Otras veces la levanta,
la envuelve en una bolsa
y me la deja en la puerta,
como un regalo absurdo.
Barro, barro,
como si tuviera escoba mágica,
como si de fondo sonara una canción.
Algún vecino pasa y me ve otra vez barriendo
y quizá piensa:
“otra vez el del escobillón”.
No sabe que esto no es higiene,
es resistencia.
Que cada barrido es un acto político,
un poema no publicado,
un “buenos días” al caos.
Y así sigo,
cada mañana,
haciendo patria con una escoba de madera,
hasta que un día me levante,
y no haya nada que barrer.
Ese día, tal vez,
empiece a preocuparme de verdad.
Poema sobre la casa en la tarde
Cada tarde es una estación,
una jornada sin relojes,
un tiempo de luces y sombras
sobre las murallas, los pisos,
las ventanas abiertas
y sus ecos suavemente deshabitados.
El libro abierto
parece un mapa sin viaje,
pero cada palabra,
cada página
te lleva a un lugar que conoces
sin saberlo.
Afuera, el viento murmura suave,
mueve las hojas del ciruelo y la menta,
pero adentro,
en el rincón donde te sientas,
el mundo está detenido
y el tiempo se vuelve
tan pequeño y liviano como el polvo
que cubre el marco de la ventana.
¿Qué puede haber más verdadero
que este instante?
Ni los minutos, ni la prisa,
ni el silencio,
solo tú, solo yo,
y las pequeñas que corren por el patio
en el crepúsculo del día,
con la certeza de que nada más es necesario
para disfrutar y existir.
Esta poesía no busca deslumbrar: busca decir lo que duele, lo que pasa desapercibido, lo que vuelve una y otra vez sin pedir permiso.

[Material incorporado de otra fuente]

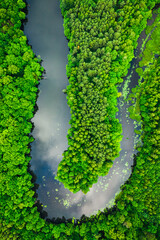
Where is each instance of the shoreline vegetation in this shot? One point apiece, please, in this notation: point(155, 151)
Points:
point(136, 214)
point(101, 49)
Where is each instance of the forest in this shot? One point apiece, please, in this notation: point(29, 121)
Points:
point(102, 36)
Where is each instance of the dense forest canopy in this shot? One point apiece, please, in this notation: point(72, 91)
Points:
point(102, 36)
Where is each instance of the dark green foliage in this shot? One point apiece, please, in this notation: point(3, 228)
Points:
point(136, 215)
point(101, 47)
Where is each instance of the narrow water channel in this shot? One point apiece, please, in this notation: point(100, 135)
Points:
point(45, 33)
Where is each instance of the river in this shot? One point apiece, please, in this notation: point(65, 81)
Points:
point(45, 33)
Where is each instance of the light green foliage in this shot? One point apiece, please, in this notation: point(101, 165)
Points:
point(101, 47)
point(136, 213)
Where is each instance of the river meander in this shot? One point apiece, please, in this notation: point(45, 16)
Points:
point(45, 34)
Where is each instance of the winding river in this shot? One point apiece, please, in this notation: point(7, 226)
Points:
point(45, 33)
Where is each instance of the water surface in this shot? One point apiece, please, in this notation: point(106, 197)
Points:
point(45, 33)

Es una escritura de lo íntimo sin ser sentimentalista, de lo político sin panfleto, del paso del tiempo sin dramatismo. Cada poema parece surgir de una experiencia reconocible, pero no por ello banal. Al contrario: su fuerza radica en cómo logra elevar lo doméstico, el silencio, el polvo o una taza de café a la categoría de lo trascendente.
Formalmente, hay una preferencia por el verso libre, el tono conversacional y una cadencia que recuerda más al habla pensante que a la retórica poética tradicional. A veces se cuela un humor discreto, otras veces una ternura contenida, pero en todos los casos hay una mirada honesta, casi confesional, que invita a la cercanía.
Podría decirse que estos poemas no son para ser leídos en voz alta en un escenario: son para ser leídos en voz baja, con una taza de té, a la hora en que el mundo se detiene un poco. En ese momento, su resonancia es profunda.